Nordwestmecklenburg | In Mecklenburg-Vorpommern insgesamt hat sich die Zahl der Asylbewerber seit 2003 allerdings nur knapp halbiert. Vor fünf Jahren lebten im ganzen Land 5787 Asylbewerber, vergangenes Jahr waren es nur noch 3001 (auf je 1000 Einwohner sind dies 1,8).

Politisch ist diese Entwicklung gewollt und durch den so genannten Asylkompromiss von 1993 eingeläutet worden. Damals wurde unter anderem die "Drittstaatenregelung" eingeführt. Das bedeutet, dass in der Regel jene keine Chance in Deutschland auf Asyl haben, die über einen "sicheren Drittstaat" eingereist sind oder aus einem "verfolgungsfreien" Land stammen. Als Asylanten anerkannt werden nur noch etwa ein Prozent der Asylbewerber. Im Jahr 2003 lebten im Kreis Nordwestmecklenburg 433 Asylbewerber.

Die meisten Asylbewerber, die hier leben, stammen aus Asien. Von den insgesamt 3001 Asylsuchenden kamen 1409 zum Beispiel aus Vietnam, Iran, Indien, Afghanistan oder Sri Lanka. 988 stammten aus europäischen Ländern wie Serbien und Montenegro, der Russischen Föderation oder der Türkei. 464 Asylbewerber kamen aus Afrika, 14 aus Amerika und 126 waren staatenlos bzw. ihre Herkunft konnte nicht geklärt werden. Generell ist die Zahl der afrikanischen Flüchtlinge in Deutschland sehr gering. Die Organisation "Pro Asyl" kritisiert die Bundesregierung deswegen, das Problem der afrikanischen Asylsuchenden den südlichen Staaten Europas zu überlassen.

Gut 60 Prozent der Flüchtlinge in Mecklenburg-Vorpommern waren Männer. Im Kreis Nordwestmecklenburg waren im vergangenen Jahr von 61 Flüchtlingen 28 männlich und 33 weiblich.

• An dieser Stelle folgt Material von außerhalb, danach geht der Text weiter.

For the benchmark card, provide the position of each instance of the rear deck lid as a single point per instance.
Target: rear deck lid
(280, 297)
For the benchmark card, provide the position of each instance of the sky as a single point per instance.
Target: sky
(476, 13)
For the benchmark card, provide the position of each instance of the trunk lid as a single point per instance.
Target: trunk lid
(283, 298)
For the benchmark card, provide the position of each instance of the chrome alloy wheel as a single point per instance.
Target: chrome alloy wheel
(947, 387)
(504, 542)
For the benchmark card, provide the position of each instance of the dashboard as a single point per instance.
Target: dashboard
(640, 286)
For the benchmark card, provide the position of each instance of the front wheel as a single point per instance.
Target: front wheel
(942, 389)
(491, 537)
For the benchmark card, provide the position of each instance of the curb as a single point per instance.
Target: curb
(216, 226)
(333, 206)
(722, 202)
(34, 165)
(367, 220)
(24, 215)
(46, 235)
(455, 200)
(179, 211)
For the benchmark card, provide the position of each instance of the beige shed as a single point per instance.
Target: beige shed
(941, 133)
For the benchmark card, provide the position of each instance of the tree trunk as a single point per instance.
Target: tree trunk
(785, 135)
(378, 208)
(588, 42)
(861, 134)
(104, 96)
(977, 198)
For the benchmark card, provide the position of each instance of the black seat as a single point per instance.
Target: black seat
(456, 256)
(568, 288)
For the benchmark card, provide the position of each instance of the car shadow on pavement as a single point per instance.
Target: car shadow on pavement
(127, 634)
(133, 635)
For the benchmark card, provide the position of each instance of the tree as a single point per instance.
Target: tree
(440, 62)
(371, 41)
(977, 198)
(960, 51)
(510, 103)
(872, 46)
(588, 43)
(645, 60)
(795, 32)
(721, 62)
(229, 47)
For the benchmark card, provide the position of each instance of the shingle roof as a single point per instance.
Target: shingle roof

Im regionalen Vergleich lebten mit 3,5 Asylsuchenden je 1000 Einwohner am meisten Flüchtlinge im vergangenen Jahr im Kreis Ludwigslust. Mit je 2,7 folgten die Kreise Demmin und Parchim. Am wenigsten Flüchtlinge lebten im Kreis Nordwestmecklenburg. Dort waren es lediglich 0,5 je 1000 Einwohner.